Proceedings of: Workshop on Improving Building Design for Persons with Low Vision
Issue 14: How can improved lighting and zero net energy goals by achieved while improving health care?
Comment by Kurt Knight: [As an] initial goal at VA, we stipulate some energy lighting criteria, but we’re not willing at this time to go to that as a significant issue. Again, we try to do it in a holistic way. We have some of our standards relative to lighting that we think are appropriate for whatever function that we’re doing; it’s different needs for different functions. And that’s the minimum.

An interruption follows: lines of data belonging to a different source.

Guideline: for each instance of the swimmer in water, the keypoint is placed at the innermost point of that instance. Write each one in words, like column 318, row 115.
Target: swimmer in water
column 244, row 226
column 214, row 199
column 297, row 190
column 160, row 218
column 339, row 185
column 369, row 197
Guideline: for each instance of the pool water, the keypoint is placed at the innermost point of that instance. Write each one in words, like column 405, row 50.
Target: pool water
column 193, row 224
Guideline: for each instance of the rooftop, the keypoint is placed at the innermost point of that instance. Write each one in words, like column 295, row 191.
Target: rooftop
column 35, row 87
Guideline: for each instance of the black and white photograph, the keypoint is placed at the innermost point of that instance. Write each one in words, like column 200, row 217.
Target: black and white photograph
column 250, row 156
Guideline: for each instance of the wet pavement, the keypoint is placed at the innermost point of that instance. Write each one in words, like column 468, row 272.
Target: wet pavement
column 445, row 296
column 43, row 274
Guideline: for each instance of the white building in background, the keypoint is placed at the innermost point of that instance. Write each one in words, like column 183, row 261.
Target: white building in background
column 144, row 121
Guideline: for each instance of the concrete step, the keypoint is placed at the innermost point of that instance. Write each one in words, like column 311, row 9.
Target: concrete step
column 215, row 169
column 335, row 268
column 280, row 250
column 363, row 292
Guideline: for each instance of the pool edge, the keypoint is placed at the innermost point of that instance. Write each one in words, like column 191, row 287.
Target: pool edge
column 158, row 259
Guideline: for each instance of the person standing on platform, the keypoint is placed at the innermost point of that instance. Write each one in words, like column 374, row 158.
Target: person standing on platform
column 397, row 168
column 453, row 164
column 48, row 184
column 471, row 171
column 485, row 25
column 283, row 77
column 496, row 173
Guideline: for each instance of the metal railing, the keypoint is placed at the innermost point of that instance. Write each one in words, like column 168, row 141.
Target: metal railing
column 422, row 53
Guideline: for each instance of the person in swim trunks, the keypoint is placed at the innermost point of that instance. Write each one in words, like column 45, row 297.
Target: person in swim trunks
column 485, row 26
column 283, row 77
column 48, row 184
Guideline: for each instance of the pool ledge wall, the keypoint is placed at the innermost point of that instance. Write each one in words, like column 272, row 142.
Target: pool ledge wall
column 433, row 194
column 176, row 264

So when they do their energy analysis, they can’t go below those minimums, which are not necessarily as low as some suggestions around here. I’d have to look at them specifically. I’m not an expert in that area. But we are establishing them on some lighting.
Question by Jim Woods: So you have lighting minimums?
Response by Kurt Knight: Right. But we still demand that the AE design the building holistically to meet the 30 percent. In health care that’s a challenge because it’s a 24/7 operation. It’s entirely different than an office building. We’ve raised that up the flagpole numerous times and nobody’s – at least in the regulatory area – seems to care. Or they’re simply not doing anything.
So I think from our perspective, yes, we’re going to establish some standard relative to a wide variety. Now have we done that well in low vision area? I would say no. We would probably need to do some work on what should those standards be in a low vision area, in certain types of areas. Our community living center we’re doing – (inaudible) – but -- and by still demanding 30 percent. Now that 30 percent’s going up.
Question by Tom Williams: Did you see the new FEMP standard (a white paper) that came out last week? I can’t believe this: fifty percent [energy] reduction requirement in large hospitals.